Berta Nelson in Vittoria o morte!


There were also two gorgeous films from Berta Nelson, Vittoria o morte! and Fiamma simbolica (preserved in the Desmet Collection at the EYE Filmmuseum), who was originally from Odessa and who debuted in Italy as an opera singer. She’s certainly a woman of many talents as displayed in these two of her seven surviving films… and holds the screen focus almost as well as Diana but or differing reasons. In Eugenio Perego’s Fiamma simbolica (1917, Italy) she played a wife out to avenge the murder of her husband little realising that he was not quite the man she expected, her ability to pursue the innocent lines and then exhibit the destruction of his reputation and belief is something to see, again, as with Diana K, there’s something beyond the drama in their playing, maybe founded in the theatrical tradition of Chekov and Russian playacting in general, something less operatic and purely expressive than true Italian dive.
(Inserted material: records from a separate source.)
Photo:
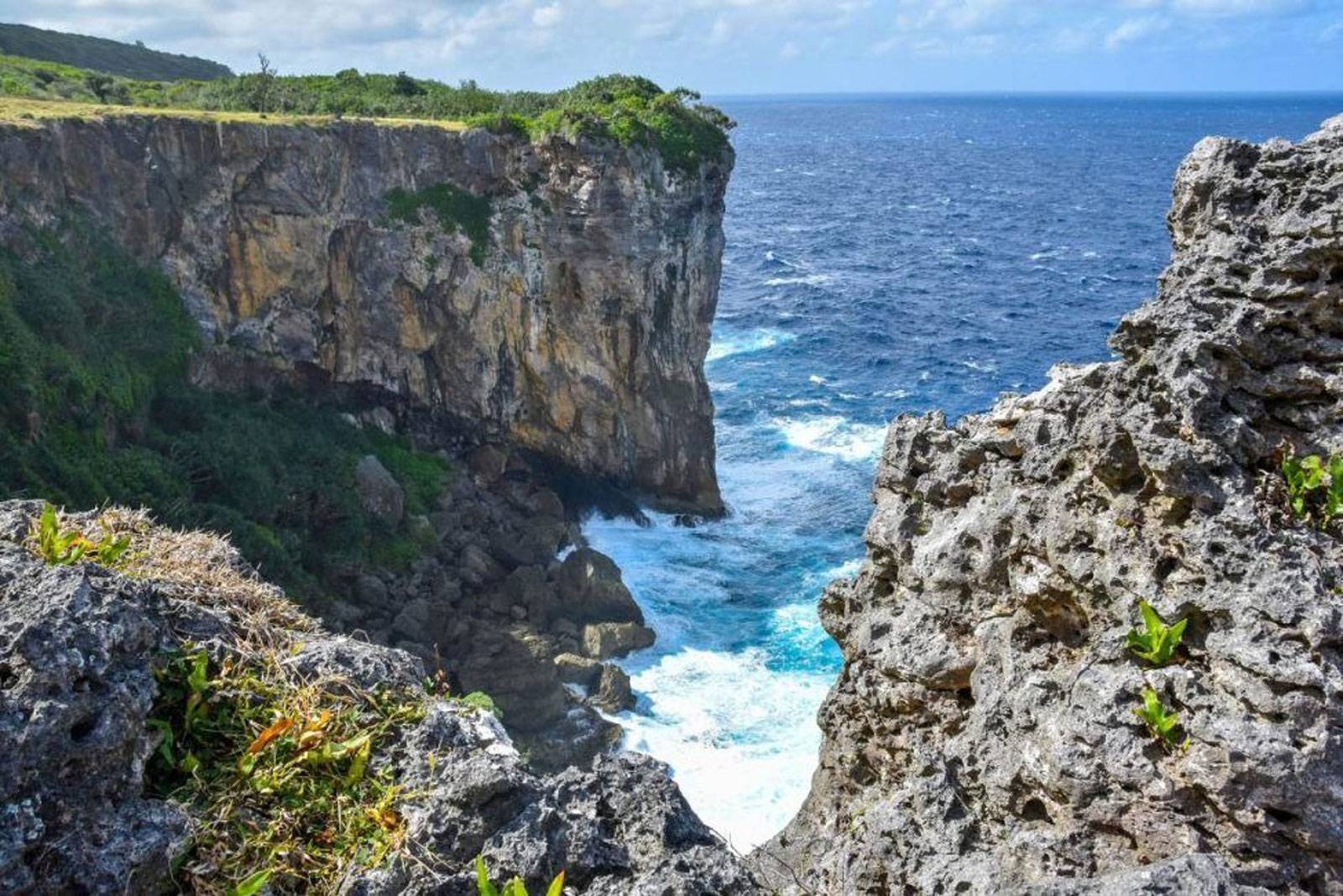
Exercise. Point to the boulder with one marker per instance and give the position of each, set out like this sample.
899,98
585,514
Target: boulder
379,491
608,640
590,591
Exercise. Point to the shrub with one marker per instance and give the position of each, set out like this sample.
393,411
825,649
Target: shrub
1158,642
1159,721
456,210
280,774
516,887
1314,487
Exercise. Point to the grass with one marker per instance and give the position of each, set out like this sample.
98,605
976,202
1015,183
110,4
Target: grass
456,210
282,777
96,407
30,112
618,107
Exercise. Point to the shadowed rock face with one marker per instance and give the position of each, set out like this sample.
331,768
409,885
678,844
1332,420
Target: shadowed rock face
982,734
577,331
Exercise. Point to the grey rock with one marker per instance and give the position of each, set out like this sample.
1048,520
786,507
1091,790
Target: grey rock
590,591
379,491
77,647
613,691
279,237
608,640
982,735
577,669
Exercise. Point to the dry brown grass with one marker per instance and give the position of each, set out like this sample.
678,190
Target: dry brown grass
31,113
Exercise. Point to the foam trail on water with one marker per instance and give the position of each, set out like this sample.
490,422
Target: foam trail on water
833,435
731,344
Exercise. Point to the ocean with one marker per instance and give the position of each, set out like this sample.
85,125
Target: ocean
886,255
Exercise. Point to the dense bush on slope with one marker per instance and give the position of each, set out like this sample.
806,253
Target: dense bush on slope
101,54
94,407
622,107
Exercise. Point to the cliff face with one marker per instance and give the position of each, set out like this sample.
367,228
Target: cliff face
982,734
557,295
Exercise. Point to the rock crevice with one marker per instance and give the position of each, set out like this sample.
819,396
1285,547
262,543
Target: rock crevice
982,735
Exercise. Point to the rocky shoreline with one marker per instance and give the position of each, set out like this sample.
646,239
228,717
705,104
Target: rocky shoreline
982,735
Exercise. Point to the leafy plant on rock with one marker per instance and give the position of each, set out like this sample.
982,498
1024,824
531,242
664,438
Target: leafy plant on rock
60,546
1161,721
516,887
1314,487
285,777
1158,642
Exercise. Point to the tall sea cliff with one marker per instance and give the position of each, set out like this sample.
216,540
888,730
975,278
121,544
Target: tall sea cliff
555,295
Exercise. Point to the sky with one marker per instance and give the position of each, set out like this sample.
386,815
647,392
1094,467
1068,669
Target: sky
752,46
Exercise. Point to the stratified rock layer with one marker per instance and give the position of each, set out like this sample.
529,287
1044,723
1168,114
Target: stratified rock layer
982,734
577,329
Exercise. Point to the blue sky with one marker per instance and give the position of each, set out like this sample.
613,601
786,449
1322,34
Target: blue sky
754,46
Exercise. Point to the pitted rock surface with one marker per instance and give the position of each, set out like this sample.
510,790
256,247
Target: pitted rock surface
77,647
982,734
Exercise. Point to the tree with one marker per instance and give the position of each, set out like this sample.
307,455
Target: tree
264,82
406,86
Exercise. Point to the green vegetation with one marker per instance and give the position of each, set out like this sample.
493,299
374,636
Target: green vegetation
96,407
1314,487
60,546
284,777
1159,721
1157,644
516,887
100,54
454,208
621,107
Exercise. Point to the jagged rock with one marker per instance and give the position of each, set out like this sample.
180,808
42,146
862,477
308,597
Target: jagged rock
577,329
591,591
613,691
379,491
577,669
488,463
77,688
982,734
608,640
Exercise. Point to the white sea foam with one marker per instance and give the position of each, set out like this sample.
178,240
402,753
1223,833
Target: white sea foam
729,344
718,716
833,435
810,279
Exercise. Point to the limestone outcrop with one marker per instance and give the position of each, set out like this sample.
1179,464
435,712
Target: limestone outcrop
555,295
982,734
78,651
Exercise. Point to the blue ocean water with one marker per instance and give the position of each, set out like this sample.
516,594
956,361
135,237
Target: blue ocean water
886,255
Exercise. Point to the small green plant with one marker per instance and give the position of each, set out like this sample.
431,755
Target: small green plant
1314,487
516,887
282,774
60,546
1159,721
1157,644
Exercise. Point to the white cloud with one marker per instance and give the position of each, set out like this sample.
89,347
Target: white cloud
1134,29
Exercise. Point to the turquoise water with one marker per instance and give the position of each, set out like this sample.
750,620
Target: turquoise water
886,255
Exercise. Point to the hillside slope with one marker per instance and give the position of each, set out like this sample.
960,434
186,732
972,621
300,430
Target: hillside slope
984,732
101,54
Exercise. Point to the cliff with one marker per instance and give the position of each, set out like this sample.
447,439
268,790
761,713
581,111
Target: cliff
170,721
982,735
557,295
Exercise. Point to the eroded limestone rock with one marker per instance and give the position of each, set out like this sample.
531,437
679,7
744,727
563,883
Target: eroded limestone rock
982,734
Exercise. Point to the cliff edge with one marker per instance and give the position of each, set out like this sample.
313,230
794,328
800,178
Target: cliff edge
554,294
982,735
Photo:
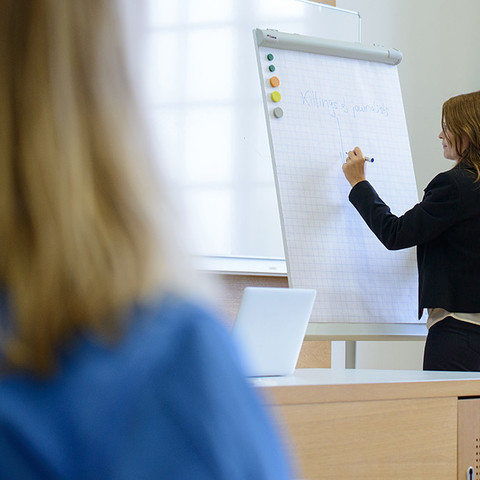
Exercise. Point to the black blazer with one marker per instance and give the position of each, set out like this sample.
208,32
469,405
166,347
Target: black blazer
445,227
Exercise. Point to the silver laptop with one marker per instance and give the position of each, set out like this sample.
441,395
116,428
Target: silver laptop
270,327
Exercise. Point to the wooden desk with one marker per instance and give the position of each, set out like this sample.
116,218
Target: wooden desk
379,424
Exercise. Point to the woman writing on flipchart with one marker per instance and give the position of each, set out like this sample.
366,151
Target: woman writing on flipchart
110,365
445,228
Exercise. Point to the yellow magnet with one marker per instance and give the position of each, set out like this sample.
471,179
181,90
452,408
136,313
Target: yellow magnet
276,97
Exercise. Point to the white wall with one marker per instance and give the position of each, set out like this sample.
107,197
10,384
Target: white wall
439,40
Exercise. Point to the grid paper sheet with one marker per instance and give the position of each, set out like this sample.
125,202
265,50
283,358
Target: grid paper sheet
330,105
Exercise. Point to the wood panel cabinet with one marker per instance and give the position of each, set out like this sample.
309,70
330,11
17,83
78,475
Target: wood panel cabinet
378,424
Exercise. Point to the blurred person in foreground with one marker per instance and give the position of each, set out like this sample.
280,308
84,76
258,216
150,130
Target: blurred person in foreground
108,369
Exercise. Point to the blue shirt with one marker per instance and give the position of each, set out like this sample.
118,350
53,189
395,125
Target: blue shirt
169,401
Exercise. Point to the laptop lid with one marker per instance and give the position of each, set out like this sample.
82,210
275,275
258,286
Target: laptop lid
270,327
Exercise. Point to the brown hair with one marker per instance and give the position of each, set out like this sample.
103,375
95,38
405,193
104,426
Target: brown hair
461,117
78,241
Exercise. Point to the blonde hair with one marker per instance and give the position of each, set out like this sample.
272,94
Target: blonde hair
78,243
461,117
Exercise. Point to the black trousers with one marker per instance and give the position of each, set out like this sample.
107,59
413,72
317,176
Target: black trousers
452,345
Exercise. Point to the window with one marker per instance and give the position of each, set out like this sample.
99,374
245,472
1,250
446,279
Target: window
204,90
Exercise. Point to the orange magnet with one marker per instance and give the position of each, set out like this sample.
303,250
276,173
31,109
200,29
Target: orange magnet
276,97
274,82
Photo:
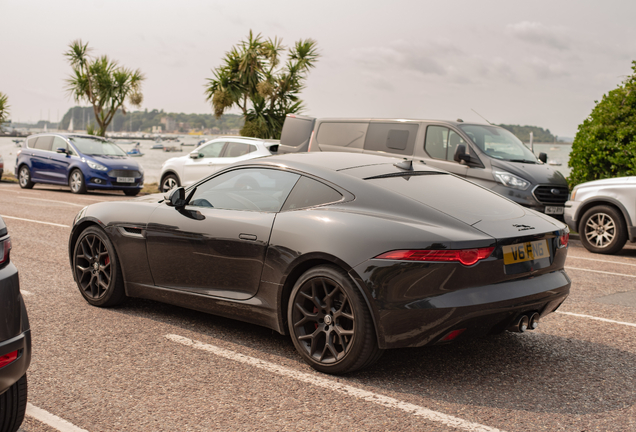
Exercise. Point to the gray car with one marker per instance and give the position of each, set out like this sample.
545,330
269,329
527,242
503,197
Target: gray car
604,213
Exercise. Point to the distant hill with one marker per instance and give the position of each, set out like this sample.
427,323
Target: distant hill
540,135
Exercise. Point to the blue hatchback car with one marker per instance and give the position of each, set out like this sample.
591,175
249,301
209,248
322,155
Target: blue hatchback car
82,162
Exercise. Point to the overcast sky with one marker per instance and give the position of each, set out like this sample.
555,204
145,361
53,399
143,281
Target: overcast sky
540,63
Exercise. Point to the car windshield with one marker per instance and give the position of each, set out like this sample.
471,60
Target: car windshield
499,143
96,147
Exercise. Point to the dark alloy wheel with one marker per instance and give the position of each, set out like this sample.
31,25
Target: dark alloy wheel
97,270
169,182
329,322
13,406
24,177
76,182
602,230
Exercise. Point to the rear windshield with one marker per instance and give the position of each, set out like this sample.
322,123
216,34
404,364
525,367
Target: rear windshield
96,147
452,195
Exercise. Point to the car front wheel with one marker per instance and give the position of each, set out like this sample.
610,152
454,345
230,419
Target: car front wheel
170,181
602,230
97,271
329,322
13,406
24,177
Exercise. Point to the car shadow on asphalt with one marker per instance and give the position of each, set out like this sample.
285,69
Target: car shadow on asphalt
532,372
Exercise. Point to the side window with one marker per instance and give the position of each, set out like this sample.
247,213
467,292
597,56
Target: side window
212,150
238,149
436,142
44,143
349,135
453,141
391,137
309,193
251,189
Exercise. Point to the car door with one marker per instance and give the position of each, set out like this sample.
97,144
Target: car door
205,164
40,159
439,145
217,244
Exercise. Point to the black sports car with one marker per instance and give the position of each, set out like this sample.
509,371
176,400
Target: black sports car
15,341
349,253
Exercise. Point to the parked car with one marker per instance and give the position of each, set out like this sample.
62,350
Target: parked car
83,162
484,154
350,254
210,157
15,341
604,213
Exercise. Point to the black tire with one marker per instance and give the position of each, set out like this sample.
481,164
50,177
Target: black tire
24,177
76,182
603,230
132,192
329,322
13,406
169,182
97,269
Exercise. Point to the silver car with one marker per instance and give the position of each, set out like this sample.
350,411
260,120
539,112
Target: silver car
604,213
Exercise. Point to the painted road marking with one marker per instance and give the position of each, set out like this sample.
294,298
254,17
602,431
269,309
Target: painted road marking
52,420
599,271
607,261
62,202
34,221
597,318
330,384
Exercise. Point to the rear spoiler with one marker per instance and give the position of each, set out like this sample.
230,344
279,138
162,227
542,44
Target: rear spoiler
296,134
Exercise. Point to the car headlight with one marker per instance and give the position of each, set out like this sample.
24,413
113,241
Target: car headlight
511,180
96,166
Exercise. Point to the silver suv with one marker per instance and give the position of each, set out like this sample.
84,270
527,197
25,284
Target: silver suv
603,212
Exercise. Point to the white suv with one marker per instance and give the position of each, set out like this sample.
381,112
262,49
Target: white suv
210,157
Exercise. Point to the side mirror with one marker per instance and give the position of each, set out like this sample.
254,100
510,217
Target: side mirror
176,198
460,154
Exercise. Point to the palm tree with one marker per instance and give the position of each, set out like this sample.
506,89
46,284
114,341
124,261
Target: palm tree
4,109
102,83
252,78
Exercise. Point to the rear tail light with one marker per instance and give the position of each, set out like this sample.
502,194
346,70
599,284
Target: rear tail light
8,358
467,257
5,247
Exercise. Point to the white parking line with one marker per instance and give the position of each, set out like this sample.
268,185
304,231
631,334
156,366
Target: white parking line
339,387
599,271
34,221
61,202
597,318
598,260
52,420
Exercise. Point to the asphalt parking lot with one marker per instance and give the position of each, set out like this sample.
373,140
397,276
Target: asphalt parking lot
147,366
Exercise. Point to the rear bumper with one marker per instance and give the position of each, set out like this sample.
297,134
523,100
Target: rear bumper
479,310
12,372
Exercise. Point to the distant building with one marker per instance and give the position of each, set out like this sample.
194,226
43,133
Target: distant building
169,123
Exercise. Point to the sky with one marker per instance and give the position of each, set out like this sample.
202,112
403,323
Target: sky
541,63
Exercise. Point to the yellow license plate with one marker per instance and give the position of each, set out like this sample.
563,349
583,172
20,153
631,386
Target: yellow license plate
526,252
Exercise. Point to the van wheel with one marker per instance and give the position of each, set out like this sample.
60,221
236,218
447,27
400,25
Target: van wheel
602,230
24,177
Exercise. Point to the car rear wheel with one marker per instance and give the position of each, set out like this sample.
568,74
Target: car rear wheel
24,177
329,322
170,181
97,271
76,182
602,230
131,192
13,406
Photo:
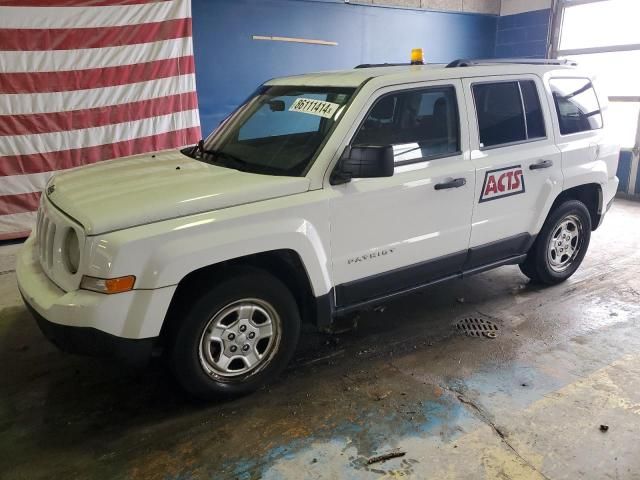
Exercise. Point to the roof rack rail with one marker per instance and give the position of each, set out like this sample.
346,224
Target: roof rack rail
462,62
375,65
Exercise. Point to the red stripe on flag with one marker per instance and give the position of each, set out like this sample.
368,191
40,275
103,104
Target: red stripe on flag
74,3
23,202
45,162
39,39
96,117
64,81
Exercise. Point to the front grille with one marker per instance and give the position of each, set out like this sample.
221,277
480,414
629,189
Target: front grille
51,227
45,234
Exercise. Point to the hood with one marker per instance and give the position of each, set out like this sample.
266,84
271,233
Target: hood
149,188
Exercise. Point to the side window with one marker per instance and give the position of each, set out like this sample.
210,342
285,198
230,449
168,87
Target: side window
508,112
532,110
419,124
576,104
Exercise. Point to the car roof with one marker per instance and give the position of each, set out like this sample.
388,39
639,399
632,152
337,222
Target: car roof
398,74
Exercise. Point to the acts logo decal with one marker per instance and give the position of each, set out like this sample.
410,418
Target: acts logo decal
502,182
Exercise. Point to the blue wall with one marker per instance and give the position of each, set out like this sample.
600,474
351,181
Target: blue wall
230,65
523,34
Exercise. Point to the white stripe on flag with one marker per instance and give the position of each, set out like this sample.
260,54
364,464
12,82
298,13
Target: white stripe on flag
82,59
29,103
92,17
17,222
90,137
17,184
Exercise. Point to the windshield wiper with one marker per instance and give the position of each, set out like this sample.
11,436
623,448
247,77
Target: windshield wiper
199,148
228,156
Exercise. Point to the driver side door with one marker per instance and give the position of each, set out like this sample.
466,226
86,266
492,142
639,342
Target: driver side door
393,234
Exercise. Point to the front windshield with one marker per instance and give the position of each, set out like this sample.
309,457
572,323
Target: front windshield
278,131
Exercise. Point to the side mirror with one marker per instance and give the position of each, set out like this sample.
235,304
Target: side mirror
364,162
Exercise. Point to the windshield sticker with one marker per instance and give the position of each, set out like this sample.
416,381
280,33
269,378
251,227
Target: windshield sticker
314,107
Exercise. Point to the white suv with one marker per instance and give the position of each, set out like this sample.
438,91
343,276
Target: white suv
322,195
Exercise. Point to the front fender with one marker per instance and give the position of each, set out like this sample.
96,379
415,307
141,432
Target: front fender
163,253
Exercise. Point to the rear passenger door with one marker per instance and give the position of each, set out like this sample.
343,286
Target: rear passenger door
518,165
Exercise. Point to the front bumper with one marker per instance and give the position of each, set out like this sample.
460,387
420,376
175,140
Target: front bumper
89,341
87,322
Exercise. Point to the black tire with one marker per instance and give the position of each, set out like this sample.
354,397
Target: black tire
548,268
186,355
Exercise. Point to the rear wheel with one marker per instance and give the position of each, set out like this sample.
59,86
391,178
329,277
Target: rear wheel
561,245
237,337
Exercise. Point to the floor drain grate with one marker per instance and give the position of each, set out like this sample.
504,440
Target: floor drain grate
477,327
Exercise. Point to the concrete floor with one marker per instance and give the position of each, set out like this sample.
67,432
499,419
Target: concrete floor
527,404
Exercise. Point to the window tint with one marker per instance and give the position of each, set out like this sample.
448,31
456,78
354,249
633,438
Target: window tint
576,104
500,117
533,111
418,123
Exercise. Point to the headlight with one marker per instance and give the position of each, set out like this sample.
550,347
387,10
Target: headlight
71,251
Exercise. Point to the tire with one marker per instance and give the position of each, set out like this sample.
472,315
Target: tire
237,312
569,227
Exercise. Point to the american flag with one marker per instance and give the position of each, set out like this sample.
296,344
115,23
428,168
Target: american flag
88,80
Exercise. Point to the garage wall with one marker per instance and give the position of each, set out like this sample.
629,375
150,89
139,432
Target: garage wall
230,64
523,28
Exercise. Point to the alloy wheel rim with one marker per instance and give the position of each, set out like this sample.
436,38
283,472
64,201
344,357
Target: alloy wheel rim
565,243
240,339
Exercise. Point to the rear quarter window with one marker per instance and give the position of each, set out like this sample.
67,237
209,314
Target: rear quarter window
576,105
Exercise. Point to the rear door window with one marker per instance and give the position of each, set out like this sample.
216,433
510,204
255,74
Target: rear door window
576,105
508,112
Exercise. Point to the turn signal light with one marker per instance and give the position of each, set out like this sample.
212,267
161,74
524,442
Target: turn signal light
417,56
108,285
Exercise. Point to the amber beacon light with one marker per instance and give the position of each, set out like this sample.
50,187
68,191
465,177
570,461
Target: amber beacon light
417,56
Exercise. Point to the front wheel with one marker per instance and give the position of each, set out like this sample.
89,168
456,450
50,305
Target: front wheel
237,337
561,245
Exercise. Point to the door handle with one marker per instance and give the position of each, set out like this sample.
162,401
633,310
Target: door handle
541,164
456,183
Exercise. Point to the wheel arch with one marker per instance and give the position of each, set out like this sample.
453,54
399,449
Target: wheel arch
284,264
590,194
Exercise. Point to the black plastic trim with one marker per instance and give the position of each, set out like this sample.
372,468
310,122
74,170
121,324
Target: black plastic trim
362,293
498,250
93,342
398,280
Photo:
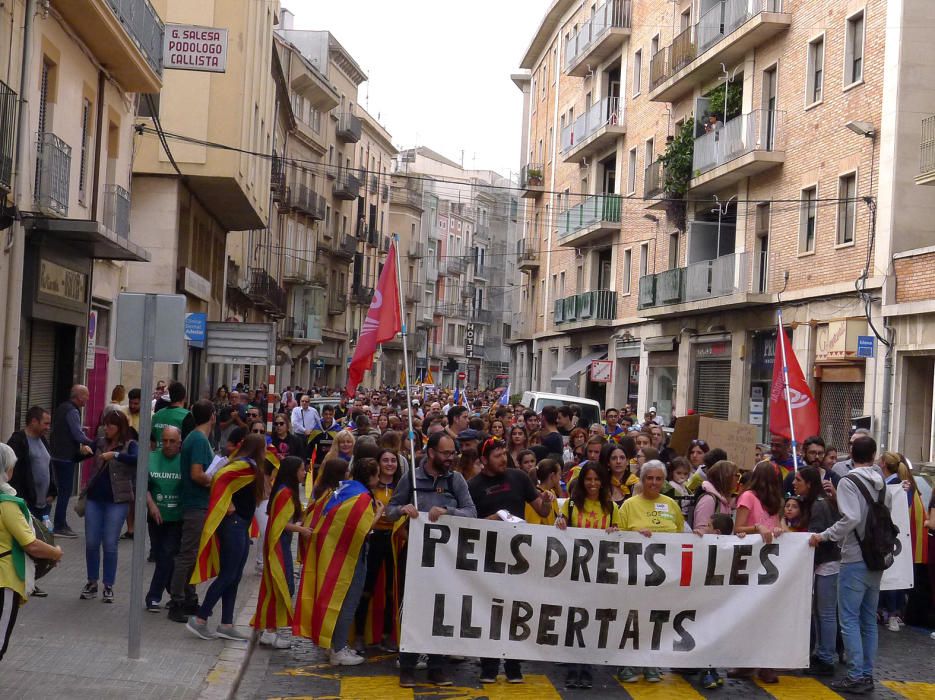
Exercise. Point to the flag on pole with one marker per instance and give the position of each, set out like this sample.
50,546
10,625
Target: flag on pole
801,404
382,324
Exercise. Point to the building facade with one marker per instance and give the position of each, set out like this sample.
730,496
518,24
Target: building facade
690,168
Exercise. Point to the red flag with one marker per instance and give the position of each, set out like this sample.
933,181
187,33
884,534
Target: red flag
382,324
804,409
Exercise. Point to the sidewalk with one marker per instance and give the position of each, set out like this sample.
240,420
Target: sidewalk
63,647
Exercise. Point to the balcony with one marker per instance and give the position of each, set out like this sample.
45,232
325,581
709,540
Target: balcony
527,258
8,105
654,180
302,331
117,210
125,36
724,34
362,296
744,146
346,185
532,180
337,303
266,293
349,127
594,218
721,283
53,176
926,174
599,38
594,131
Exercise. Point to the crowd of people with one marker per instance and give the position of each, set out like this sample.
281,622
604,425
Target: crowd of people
323,492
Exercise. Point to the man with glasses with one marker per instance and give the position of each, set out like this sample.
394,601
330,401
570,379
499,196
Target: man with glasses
441,492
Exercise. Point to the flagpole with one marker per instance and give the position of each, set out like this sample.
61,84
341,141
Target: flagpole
785,379
404,333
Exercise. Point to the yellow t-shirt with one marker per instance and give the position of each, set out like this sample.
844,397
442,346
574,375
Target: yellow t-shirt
13,526
660,515
534,518
592,515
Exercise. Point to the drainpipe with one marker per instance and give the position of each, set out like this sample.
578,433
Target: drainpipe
16,246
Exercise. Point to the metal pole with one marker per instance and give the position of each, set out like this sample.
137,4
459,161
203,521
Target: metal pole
142,477
404,333
785,379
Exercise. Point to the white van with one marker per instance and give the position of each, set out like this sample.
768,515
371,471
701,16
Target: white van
537,400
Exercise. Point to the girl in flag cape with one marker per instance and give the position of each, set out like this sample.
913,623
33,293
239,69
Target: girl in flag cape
277,586
335,564
236,489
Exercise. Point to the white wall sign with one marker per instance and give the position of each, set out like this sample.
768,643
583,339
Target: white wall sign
190,47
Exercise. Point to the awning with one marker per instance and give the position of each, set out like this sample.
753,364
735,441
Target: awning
577,367
90,237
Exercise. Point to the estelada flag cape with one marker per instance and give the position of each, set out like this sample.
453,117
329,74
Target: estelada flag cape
333,552
274,603
226,483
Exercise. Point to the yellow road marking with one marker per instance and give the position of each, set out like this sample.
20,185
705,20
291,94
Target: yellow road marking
672,685
912,691
798,688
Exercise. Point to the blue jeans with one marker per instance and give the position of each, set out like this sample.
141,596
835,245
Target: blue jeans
342,627
826,617
102,524
64,475
858,595
234,544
As Vittorio Martinelli has pointed out*"Nelson belonged to that very small elite of film actresses whose success on the screen was a mere reflection of their triumph on stage…" and her dual appeal is exhibited again in Vittoria o morte! (1913), as, playing a kind of forerunner of the female antihero in Filibus, she jumps from aeroplane into the sea to recover stolen documents from a spy, thereby saving the day and the reputation of her love and country.


These films are fascinating in general for the elevated parts they provided for women especially up to the change in Italian culture of the twenties, and their complex relationship with female and male audiences is worthy is further reading… see below**


Has he got it yet? Il Grido.

On the fourth day I watched Antonioni’s Il Grido (1957) not just to complete my big screen viewing of his major works, and just below, but also to see how well Italian males were coping with female intelligence forty years after Karenne and Nelson. As usual, Michelangelo gives a mixed report on that score: what do his films tell of the Cerebrismo of Alida Valli and Betsy Blair, then later Monica Vitti, Jeanne Moreau and Vanessa Redgrave?


I’ll be back with more thoughts in this year’s festival including ruminations on the Festival’s three – four? - great films featuring maternal sacrifice and details of the Michael Powell strand as Black Narcissus hits the huge screen in the Piazza Maggiore.

 

*In Cabiria e il suo tempo, Paolo Bertetto and Gianni Rondolino (eds.), Museo Nazionale del Cinema/Il Castoro, Turin-Milan 1998

** I always recommend Angela Dalle Vacche’s book Diva: Defiance and Passion in Early Italian Cinema (University of Texas Press) for further reading and, as above, she is a delight to quote!